Better Machine Learning
Writing better, more meaningful machine learning papers
There is a significant lack of understanding of what drives the success of modern machine learning techniques.
It is a widely adopted practice to train ResNet-50 for 90 epochs. This is not due to some rigorous reasoning, but rather the precedent set by the arbitrary decision of the original ResNet paper authors. More recent self-supervised learning papers extend this training time to hundreds of epochs—it’s hard to achieve good results at 90 epochs, so these papers continue training until they get better numbers.
Even widely used techniques, such as residual connections, learning rate schedules, and batch normalization, are not well understood. I’ve read many machine learning papers that try to explain why batch normalization works and each seems to have a different explanation.

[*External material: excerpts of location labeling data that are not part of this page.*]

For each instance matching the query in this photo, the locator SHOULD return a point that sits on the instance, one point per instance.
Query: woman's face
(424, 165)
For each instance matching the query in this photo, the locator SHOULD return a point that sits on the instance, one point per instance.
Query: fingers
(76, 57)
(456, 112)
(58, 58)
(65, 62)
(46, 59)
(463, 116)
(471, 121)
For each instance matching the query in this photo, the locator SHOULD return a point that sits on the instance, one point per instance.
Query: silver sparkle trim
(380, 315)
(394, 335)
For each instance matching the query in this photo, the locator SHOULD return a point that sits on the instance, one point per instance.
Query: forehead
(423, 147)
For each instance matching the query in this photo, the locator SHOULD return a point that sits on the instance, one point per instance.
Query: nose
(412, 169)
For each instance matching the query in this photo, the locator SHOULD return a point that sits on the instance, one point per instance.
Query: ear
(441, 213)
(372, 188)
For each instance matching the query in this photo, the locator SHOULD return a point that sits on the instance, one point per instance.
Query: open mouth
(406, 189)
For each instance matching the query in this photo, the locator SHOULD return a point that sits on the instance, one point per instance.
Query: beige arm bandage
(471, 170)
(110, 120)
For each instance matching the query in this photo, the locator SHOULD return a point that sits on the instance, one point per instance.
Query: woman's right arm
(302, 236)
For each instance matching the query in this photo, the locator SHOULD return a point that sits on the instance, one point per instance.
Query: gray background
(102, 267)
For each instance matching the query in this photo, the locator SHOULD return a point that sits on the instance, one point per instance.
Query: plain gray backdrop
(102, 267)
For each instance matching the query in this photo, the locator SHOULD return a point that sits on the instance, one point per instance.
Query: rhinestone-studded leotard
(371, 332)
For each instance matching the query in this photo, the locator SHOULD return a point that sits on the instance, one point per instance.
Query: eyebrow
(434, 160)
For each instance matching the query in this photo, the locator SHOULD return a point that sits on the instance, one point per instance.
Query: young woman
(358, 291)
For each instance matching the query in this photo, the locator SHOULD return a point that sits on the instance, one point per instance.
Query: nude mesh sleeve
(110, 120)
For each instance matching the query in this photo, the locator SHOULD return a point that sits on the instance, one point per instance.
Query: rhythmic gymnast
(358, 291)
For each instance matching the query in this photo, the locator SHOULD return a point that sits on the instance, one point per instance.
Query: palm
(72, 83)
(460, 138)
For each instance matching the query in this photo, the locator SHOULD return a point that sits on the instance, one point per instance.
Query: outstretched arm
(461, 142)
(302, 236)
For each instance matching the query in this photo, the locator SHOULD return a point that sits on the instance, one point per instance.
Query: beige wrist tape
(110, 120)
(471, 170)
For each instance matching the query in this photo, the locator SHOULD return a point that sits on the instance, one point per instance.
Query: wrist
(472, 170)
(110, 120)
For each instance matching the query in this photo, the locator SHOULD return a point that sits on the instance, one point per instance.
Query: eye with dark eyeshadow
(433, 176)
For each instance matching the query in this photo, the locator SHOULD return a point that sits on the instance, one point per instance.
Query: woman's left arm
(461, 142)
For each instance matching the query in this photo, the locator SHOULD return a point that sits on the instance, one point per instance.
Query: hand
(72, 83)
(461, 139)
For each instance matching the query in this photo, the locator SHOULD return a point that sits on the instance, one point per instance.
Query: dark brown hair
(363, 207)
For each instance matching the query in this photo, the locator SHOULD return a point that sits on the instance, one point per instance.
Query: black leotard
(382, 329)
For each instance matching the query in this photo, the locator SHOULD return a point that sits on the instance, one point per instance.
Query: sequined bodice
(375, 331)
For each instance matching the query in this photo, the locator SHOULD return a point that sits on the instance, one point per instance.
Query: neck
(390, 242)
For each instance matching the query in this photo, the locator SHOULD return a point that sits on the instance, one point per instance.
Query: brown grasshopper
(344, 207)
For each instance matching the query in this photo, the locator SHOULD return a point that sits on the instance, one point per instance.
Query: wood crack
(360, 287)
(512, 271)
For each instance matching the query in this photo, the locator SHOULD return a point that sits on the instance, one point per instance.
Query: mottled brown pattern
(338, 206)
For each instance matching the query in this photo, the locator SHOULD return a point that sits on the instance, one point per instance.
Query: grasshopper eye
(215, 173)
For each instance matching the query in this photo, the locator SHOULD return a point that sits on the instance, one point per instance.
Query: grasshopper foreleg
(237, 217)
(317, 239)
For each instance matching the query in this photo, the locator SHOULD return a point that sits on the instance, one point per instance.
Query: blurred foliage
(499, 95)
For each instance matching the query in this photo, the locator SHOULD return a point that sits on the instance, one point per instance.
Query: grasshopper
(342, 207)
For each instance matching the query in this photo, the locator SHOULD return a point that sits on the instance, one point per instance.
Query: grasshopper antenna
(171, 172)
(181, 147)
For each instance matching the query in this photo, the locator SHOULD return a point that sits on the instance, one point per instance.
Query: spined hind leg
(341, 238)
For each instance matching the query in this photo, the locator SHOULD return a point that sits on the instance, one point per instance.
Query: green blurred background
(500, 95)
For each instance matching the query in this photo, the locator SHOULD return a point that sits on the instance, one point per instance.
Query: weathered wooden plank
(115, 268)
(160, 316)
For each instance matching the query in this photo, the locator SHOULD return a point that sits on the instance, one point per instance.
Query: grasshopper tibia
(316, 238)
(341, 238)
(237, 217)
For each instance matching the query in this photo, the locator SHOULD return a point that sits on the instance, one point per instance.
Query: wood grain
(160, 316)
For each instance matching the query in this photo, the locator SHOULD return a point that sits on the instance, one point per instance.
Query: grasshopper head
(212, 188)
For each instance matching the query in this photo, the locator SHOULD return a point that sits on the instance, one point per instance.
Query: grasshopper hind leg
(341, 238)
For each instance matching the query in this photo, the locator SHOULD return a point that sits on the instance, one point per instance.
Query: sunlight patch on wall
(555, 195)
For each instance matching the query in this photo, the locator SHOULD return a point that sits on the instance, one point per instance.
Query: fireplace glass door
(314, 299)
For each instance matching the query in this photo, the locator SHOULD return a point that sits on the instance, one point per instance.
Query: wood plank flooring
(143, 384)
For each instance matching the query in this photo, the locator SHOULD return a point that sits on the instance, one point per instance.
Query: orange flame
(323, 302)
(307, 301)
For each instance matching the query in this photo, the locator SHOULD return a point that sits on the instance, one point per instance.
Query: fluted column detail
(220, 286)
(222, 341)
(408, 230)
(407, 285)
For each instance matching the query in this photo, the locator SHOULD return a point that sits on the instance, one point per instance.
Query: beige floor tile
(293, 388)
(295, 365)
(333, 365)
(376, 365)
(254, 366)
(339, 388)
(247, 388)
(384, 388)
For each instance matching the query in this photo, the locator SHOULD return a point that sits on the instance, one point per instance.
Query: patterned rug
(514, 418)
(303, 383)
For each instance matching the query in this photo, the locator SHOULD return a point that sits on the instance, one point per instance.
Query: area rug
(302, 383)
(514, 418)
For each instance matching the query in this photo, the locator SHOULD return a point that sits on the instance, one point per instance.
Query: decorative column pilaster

This type of inconsistency seems pervasive in the field.
In trying to replicate results, I frequently find that the optimization of baselines is neglected (somewhat understandably, given the focus tends to be on the proposed work). However to achieve meaningful results, these baselines should be optimized with the same level of diligence as the proposed work. This means the baselines and also must be run on identical hardware. A surprising number of papers deploy their proposed framework on better hardware compared to the baseline and subsequently attribute the resulting speedup to their own methodology rather than the hardware.
The choice of evaluation metric is also crucial. Model improvements should be reported in meaningful metrics—either an increase in model quality, a decrease in cost, or a decrease in wall clock time. There are a lot of ways to make other metrics (ex. flops ಠ_ಠ) look good without an actual improvement. The results should ideally demonstrate a consistent increase in at least one of the metrics, while keeping the other metrics stable when presenting the findings. The prevalent approach of presenting results as a tradeoff between model quality and training time is fundamentally flawed, as determining its usefulness can be challenging without additional context. In a graph displaying model quality (x-axis) against training time (y-axis), it becomes evident that, relative to the blue baseline, the violet point is always superior (higher quality with reduced time), and the yellow point is always inferior (lower quality with increased time). However, discerning the relative merits of the orange and green points is problematic.
To address this issue, we plot the baseline at various training times and interpolate the points.
This visualization simplifies the comparison of the points, revealing that the orange point is indeed superior, while the green point is inferior. As a result, these findings can be depicted as a strict increase in a single metric.
Furthermore, it turns out that the result usually allows the generation of a new curve based on the orange framework.
A better understanding of why techniques are effective or not, grounded in the scientific method, can lead to better results. Memory bottlenecks occur frequently, yet, surprisingly, few researchers seem to know a GPU’s memory capacity. Understanding where bottlenecks occur allows better training methods and model design that would allow us to drastically decrease model training time. For example, using AWS’s best GPUs to train ResNet-50 will be bottlenecked on the CPU and thus not use the full potential of the GPU. Multinode training on both GCP and AWS gets bottlenecked by the interconnect. Understanding these bottlenecks allow more efficacious model design.
This paradigm extends to individual methods as well. For example, Cutout works well; even without a robust or universally accepted theoretical understanding for why it works, we can further optimize Cutout. Because convolutions are rectangular, Cutout does not contribute to any training speedup. Instead, if we restrict the cutout to span the entire height or width of an image, the image size is reduced and thus training is accelerated. We may then transition from this to stronger regularization methods, such as traditional Cutout, as needed. However, if we know that we are bottlenecked on the GPU, we would try to avoid Mixup type regularization methods, despite the stronger regularization, as it would significantly increase training time by loading twice the as many examples. Software constraints must also be considered. We can achieve approximately a 30% speedup by pruning low loss examples from the backward pass, as it is more expensive and low loss examples contribute minimally. However, PyTorch autograd does not permit this. Therefore, assuming we do not want to rewrite autograd, we instead use a progressive resizing-inspired approach by running a forward pass on downscaled examples and both passes on our pruned examples. By understanding these paradigms, we can develop better machine learning models through a scientific approach.
In general, the effectiveness of most methods varies across domains and may produce adverse interactions with other methods. There is considerable potential for optimization of machine learning models, especially as the field moves toward larger models, where much of what is included in the model is not well understood and likely contributes minimally to the model. Numerous extremely important questions remain unanswered, such as the possibility of using small/bad models to accelerate larger/better models, the cause of large model loss spikes, and whether RLHF can work outside reinforcement learning, to name a few. A systemic, scientific approach to understanding the phenomena driving machine learning is imperative to propel the field forward and create truly innovative and effective models.